Phoenix From The Ashes: The Fall and Rise of Pad 34

Haunting view of the deserted Pad 34 site, seen through the doorway of what was once the blockhouse. Here, on 27 January 1967, America's goal of reaching the Moon was placed in jeopardy in the most appallingly tragic way. Photo Credit: NASA

In a barren area of Cape Canaveral stands a gaunt, concrete and steel hulk which once formed the launch platform of Pad 34. Today, overgrown by bushes, weeds and a handful of wild pepper trees, it steadily decays in the salty Atlantic air. A faded ‘Abandon In Place’ sign adorns one of its legs. Near its base are a pair of plaques, memorialising one of the site’s darkest days of trauma. The first one reads simply ‘Launch Complex 34, Friday 27 January 1967, 1831 Hours’ and dedicates itself to the first three astronauts of Project Apollo: Gus Grissom, Ed White and Roger Chaffee. The second plaque pays tribute to their ‘ultimate sacrifice’ that January evening, long ago. Close by are three granite benches, one in honour of each fallen astronaut.
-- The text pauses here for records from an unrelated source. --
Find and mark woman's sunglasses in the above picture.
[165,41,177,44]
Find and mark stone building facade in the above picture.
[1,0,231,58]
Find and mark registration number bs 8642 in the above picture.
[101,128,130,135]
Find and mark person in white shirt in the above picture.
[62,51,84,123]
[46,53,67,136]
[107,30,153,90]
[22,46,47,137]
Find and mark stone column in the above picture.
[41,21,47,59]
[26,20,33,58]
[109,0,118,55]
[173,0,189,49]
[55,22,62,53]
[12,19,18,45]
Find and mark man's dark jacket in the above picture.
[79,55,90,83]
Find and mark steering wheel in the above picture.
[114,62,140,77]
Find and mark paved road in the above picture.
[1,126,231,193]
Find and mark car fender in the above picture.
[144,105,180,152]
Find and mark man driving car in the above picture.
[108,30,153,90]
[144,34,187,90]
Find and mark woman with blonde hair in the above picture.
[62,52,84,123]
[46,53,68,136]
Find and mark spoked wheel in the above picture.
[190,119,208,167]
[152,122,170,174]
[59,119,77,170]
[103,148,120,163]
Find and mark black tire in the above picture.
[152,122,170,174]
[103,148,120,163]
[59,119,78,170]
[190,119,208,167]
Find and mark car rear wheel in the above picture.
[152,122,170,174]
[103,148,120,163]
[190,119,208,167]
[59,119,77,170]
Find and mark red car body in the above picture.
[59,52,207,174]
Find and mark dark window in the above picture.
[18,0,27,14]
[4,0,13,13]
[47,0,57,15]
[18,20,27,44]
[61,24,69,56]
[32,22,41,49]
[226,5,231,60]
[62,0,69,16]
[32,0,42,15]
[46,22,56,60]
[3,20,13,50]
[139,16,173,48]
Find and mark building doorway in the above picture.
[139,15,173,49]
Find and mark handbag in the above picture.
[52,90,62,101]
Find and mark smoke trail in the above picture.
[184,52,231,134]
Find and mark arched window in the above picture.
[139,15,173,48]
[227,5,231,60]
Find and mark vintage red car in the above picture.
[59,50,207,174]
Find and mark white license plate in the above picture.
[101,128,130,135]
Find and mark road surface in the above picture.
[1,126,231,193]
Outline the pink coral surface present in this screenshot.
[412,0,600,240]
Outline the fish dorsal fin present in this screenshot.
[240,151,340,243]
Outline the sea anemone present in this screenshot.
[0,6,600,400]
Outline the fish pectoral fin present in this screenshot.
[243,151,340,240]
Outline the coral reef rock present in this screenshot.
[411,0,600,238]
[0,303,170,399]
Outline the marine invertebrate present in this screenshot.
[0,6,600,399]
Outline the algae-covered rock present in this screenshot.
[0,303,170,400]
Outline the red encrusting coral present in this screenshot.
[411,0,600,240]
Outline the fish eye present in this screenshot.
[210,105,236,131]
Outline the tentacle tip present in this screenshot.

Every year, NASA invites the families of the men to visit the spot and reflect upon the tragedy which engulfed them with such horrifying suddenness that Friday. To pause at Pad 34 and consider its significance is to consider the astonishing ability of America’s space programme to rebound from this appalling disaster and plant human bootprints on the lunar surface, barely 30 months later. Even today, the steadily maturing effort to build a new heavy-lift booster for exploration beyond Earth orbit and the political rhetoric about asteroids by 2025 and Mars at some indeterminate time thereafter pales in comparison to the incredible strides achieved by Project Apollo. Cast against a backdrop of steadily declining budgets and overshadowed by the brutality of Vietnam, Pad 34 can be seen not only as a place of despair and sorrow…but as a place of destiny and success.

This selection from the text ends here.